Uno puede ver la efigie de la moneda, borroneando con la mina del lápiz sobre el papel que la cubre. De ese gesto total de la mano, surge por contraste lo no pintado, la efigie que la acuña por expresión de vacío, de no-luz, y sin embargo, el contenido que la nomina como tal. El escenario parece ser una superficie de esta especie, de sustracciones figurantes. La mano social, por efecto de sus movilizaciones y creaciones pertinaces, hará ver por contraste la figura escondida. El artista y sus espectadores, son las dos partes de ese symbolon que configura la dimensión social del encuentro.

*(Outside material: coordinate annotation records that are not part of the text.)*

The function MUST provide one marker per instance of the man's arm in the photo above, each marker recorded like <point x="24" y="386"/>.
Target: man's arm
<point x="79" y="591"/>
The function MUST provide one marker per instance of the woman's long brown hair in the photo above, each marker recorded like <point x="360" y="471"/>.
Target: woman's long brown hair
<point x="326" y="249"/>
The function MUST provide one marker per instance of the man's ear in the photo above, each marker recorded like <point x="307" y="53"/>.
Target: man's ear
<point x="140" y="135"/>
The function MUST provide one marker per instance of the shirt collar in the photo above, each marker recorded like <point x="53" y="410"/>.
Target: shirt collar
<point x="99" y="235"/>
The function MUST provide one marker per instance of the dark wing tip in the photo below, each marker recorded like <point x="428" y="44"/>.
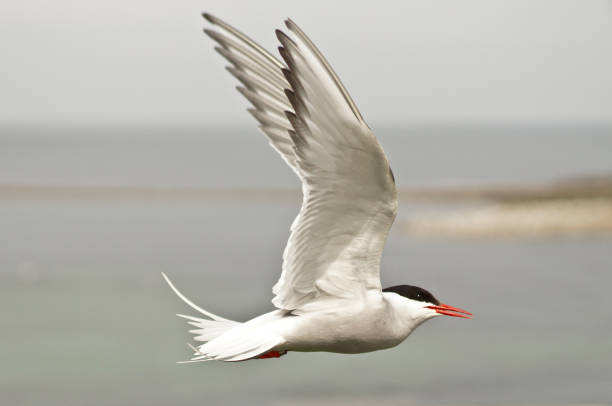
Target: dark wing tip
<point x="290" y="24"/>
<point x="284" y="38"/>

La explosión poética del teatro, o la explosión de las poéticas en el teatro, representan esa desestabilización que trans-ontologiza (fórmula de Levinas) el ser como descorrimiento de los velos totalizadores que hacen ver la otredad múltiple, rara, racial, informe. El dogma sacro de lo que hay que ver, se conmociona con el misterioso: “¿qué cosa habrá detrás de las fronteras?”

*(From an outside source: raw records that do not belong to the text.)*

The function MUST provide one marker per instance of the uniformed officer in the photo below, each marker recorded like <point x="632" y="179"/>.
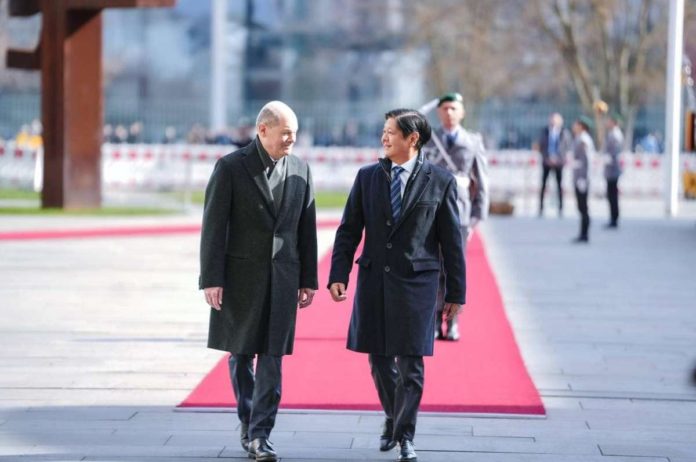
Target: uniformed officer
<point x="462" y="153"/>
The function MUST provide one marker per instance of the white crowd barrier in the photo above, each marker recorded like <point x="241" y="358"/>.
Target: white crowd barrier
<point x="153" y="167"/>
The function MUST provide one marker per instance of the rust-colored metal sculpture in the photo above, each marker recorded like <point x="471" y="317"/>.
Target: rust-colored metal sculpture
<point x="72" y="103"/>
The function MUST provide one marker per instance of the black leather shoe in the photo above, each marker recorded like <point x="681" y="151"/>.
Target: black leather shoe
<point x="261" y="450"/>
<point x="244" y="436"/>
<point x="385" y="440"/>
<point x="407" y="452"/>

En el concierto socio-económico se trata de ver la estrategia del artista independiente ante los asedios del modelo precarizante del neoliberalismo. Si el artista se enamora de su propia imagen, no hace sino consagrar la prerrogativa aurática y sublimada, que lo hace ver en el concierto social como un fin en sí mismo, y cuyo sueño alienado es la almohada en la que asienta su conformidad y despolitización. Bueno es recordar aquello que decía Guy Debord: la última forma de fetichismo de la mercancía es la imagen. Es decir, no sólo la imagen a secas, sino también la imagen de sí mismo.

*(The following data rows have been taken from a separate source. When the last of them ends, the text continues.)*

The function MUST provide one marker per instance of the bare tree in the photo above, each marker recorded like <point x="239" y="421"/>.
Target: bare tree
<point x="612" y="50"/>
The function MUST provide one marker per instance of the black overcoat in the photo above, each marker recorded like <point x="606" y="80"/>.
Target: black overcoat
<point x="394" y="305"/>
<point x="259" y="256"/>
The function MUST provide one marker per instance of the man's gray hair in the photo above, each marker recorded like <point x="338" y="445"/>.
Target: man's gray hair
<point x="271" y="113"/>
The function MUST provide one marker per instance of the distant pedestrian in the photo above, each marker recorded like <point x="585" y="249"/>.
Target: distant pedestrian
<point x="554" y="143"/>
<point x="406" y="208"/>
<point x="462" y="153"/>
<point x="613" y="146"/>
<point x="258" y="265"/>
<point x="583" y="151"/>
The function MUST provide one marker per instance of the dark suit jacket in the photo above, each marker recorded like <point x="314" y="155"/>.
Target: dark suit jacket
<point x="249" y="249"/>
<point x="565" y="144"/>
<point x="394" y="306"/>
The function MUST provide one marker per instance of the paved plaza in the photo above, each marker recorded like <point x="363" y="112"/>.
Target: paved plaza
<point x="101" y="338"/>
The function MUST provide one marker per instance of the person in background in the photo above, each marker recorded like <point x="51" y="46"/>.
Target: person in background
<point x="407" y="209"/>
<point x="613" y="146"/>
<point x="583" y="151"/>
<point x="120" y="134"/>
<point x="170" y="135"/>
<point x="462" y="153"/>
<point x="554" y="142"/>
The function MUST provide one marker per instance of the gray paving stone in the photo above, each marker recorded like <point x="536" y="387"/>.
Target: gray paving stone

Más acorde y modesto es pensar en reactivar en el proceso de subjetivación, una nueva dimensión de lo que significa ser libre, ser creativo, ser humano.

¿Por qué además, el capitalismo actual, en los producidos culturales tiene el máximo poder de reproducción y relegitimación formal de sus procedimientos, ya bajo la forma de industrias culturales, patentes, legislaciones, conocimiento ‘instrumentados’ material o inmaterialmente, y aún así, seguimos razonando sobre si la cultura es importante o si lo que hacemos lo es?

Lo que sentimos como no importante de nuestra actividad no es más que la expresión palmaria de la falta de proyecto, de la confusión, de no saber plantar los términos políticos, alternativos, resistentes de nuestras actividades que pretenden ir ligados a la libertad y a la vida como valores innegociables. Cuando ‘el programa de Gotha’ definía “el trabajo como fuente de toda riqueza y de toda cultura”, fue contestado por Marx con: “el hombre que no posee otra propiedad que su fuerza de trabajo no puede ser esclavo de otros hombres que se han convertido en propietarios”. Con lo que, si la libertad es la materia prima del arte, antes lo es del hombre y es el arte quien lo recuerda, más allá de la cantidad de gente que escuche o deje de hacerlo. Esto último, es irrelevante a los efectos de esa libertad fundante.